April 4 - Baby Mama, 8PM (east)
(is followed by the Sex and City movie which will already have aired a few times)
April 11 - Thrilla in Manilla - can't tell if this is a rebroadcast of the original fight, a documentary film, or some other material. HBO's site isn't flush with details on this. The rest of the night includes a couple of fights though.
April 18 - Grey Gardens. An HBO original film. Check link for details about this one if you want more information...
April 25 - Journey to the Center of the Earth

MAX:

Also from the March downloadable HBO guide, the touted material for MAX in April is the super glitzy (don't watch it if you are even a little epileptic) and flashy Speed Racer, along with Deception.

April 4 - The aforementioned Speed Racer. AGAIN, do not watch it if you are sensitive to flashy lights... lots of color changes, rapid motion effects, etc. Enough to make your head swim quite easily.
April 11 - The also aforementioned Deception.
April 25 - Run Fat Boy, Run. I loved this flick, starring Simon Pegg (Shaun of the Dead), but note that it is NOT like Shaun of the Dead, nor Hot Fuzz.
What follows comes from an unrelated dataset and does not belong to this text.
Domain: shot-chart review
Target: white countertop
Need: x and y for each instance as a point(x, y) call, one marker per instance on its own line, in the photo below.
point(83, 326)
It's funny and 'sweet' and would be an enjoyable date night flick, but don't expect Hot Fuzz or Shaun of the Dead.

Showtime:

April 4 - Good Luck Chuck (funny, but raunchy... Dane Cook)
April 11 - The Tudors season 3 premiere
April 18 - War

The Movie Channel:

Splatterday seems to continue...


----------



## mattack (Apr 9, 2001)

People still pay for premium channels?

(just kidding.. sort of)


----------



## bareyb (Dec 1, 2000)

mattack said:


> People still pay for premium channels?
> 
> (just kidding.. sort of)


For the series not the Movies.


----------



## mattack (Apr 9, 2001)

Though at least the majority of the series end up on DVD, that was my unstated point (and of course the *movies* are already on DVD).


----------



## BriGuy20 (Aug 4, 2005)

Isn't In Treatment coming out in April or May?


----------



## cwoody222 (Nov 13, 1999)

BriGuy20 said:


> Isn't In Treatment coming out in April or May?


It starts April 5th and airs Sundays and Mondays.


----------